Einführungsfall: gesetzlicher Parteiwechsel und gewillkürte Parteierweiterung

Die Jurafuchs-Methode schichtet ab: Das sind die 8 wichtigsten Rechtsfragen, die es zu diesem Fall zu verstehen gilt

1. Der Eintritt des S in den Rechtsstreit und die Erweiterung der Klage auf E stellen Parteiänderungen dar.

Ja, in der Tat!

Eine Parteiänderung (= subjektive/persönliche Klageänderung) liegt vor, wenn bei einem Rechtsstreit nach Klageerhebung eine Partei ausgewechselt wird (= Parteiwechsel), eine neue Partei als Kläger beitritt (= Parteibeitritt) oder die Klage auf einen weiteren Beklagten ausgeweitet wird (= Parteierweiterung).
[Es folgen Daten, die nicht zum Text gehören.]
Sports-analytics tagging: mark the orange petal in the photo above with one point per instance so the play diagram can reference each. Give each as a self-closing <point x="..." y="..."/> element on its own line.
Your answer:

S soll anstelle des V als Kläger auftreten. Dies stellt einen Parteiwechsel dar. E soll zusätzlich zu F verklagt werden. Daher wäre dies eine Parteierweiterung.Zum Teil wird der Begriff Parteierweiterung auch als Oberbegriff verwendet, egal ob auf Kläger- oder Beklagtenseite eine weitere Partei hinzukommt.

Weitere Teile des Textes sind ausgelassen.